Феллини особенно искусен в написании персонажей, с которыми он чувствует себя лучше. Однако самые сложные и проблематичные его люди можно найти в фильмах, в которых он пытается противостоять собственному жизненному опыту. В конце I Vitelloni, альтер-эго режиссера, Моральдо, покидает свой родной город, по-видимому, не в состоянии жить среди таких "малоразумных" людей. Когда его поезд отправляется, вокзальный мальчик спрашивает, куда он направляется. "Я не знаю!" - отвечает он. В какой-то степени все последующие фильмы Феллини были попыткой ответить на этот вопрос. Марчелло, главный герой фильма "La Dolce Vita" (1960), находит временное решение в декадансе гламурной ночной жизни Рима. Однако, в конечном счете, его версия распущенности, в которой он оба идолопоклонствует женщинам, рассматривая их как одноразовые предметы, имеет больше общего с поведением Фаусто в I Vitelloni, чем сам персонаж, кажется, способен признать.
Та же дилемма возникает и в фильме "8½" (1963), последнем фильме, который я смотрел перед закрытием кинотеатров. Здесь главную роль играет Гвидо, известный режиссер, который любит думать о себе как о прогрессивной личности, освобожденной от провинциальных предрассудков и буржуазного лицемерия. На протяжении всего фильма, в серии снов - в том числе, в котором он воображает себя правителем гарема - он вынужден противостоять неудобной истине, что при всех своих митрополичьих притязаниях, его желания и неосознанные ожидания женщин остаются удивительно похожими на притязания сельских пролетариатов. Это откровение потенциально глубоко, но опровергается выводом фильма, в котором Гвидо отворачивается от дальнейшего самоанализа, заявляя, что он никогда не изменится.
Это расстраивает, мягко говоря. Зрители могут отождествлять себя с отцом в Amarcord и молодыми людьми I Vitelloni, так как их порочное поведение, очевидно, является результатом их бедности и плохого образования. Интеллектуальные герои режиссера, однако, слишком самосознательны, чтобы заслужить такое же сочувствие. Феллини был чувствителен к этой интерпретации и, к концу своей карьеры, начал бросаться в работу к тем, кто критиковал его на экране альтер эго. В кошмарном "Городе женщин" (1980) - который до сих пор заметно отсутствовал в программах, посвященных столетию, - главный герой, Снапорас, проводит большую часть фильма в бегах от "феминистского" культа, который пытается привлечь его к суду за сексуальные проступки на всю жизнь.
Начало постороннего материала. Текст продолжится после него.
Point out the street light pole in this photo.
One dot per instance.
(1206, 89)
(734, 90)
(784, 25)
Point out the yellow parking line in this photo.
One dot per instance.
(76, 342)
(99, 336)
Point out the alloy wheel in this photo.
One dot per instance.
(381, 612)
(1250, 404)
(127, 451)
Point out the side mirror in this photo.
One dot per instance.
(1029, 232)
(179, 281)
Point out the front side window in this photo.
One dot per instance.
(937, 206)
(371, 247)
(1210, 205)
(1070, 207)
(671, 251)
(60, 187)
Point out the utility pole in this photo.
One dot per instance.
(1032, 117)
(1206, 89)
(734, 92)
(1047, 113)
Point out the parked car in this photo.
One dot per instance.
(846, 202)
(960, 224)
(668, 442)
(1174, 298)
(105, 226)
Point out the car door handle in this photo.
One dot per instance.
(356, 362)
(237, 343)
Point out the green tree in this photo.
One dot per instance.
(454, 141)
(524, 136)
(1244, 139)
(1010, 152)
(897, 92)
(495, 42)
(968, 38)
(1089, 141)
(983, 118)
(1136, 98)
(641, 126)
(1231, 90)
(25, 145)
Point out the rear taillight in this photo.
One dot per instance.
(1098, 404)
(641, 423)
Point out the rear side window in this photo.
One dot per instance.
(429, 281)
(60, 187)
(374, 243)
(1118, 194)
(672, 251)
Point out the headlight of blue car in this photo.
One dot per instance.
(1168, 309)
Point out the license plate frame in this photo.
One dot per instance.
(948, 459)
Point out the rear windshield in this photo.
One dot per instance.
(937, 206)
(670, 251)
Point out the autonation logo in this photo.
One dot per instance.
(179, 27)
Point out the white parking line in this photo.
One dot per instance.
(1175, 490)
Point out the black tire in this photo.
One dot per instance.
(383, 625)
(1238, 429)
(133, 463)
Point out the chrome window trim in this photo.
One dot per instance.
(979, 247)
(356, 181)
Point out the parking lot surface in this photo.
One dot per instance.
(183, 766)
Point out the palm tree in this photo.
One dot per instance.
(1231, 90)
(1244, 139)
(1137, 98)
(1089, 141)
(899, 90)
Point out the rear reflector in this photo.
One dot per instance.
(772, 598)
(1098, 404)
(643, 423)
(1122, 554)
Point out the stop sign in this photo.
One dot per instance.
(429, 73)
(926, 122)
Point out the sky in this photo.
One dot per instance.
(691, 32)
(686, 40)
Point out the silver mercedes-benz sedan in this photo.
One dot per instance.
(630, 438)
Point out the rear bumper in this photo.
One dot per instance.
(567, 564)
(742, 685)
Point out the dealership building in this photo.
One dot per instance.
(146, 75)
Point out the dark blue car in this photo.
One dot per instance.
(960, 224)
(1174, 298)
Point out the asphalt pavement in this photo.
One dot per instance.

Предположительно, это пародия на то, что Феллини считал абсурдной поляризацией дебатов вокруг гендерной политики, фильм оседлает из-за собственных, слишком осязаемых, тревог режиссера.
В лучшем случае, Феллини транслировал правду о мужественности, с которой немногие до него осмеливались столкнуться. Однако, оглядываясь на свою работу в целом, становится все яснее, что он также помог вывести новый тип мачизма, который побуждал мужчин платить по губам за свое проблемное поведение, не делая при этом ничего серьезного для его решения. Этот факт сам по себе должен сдержанно утверждать, что его привлекательность в любом случае универсальна.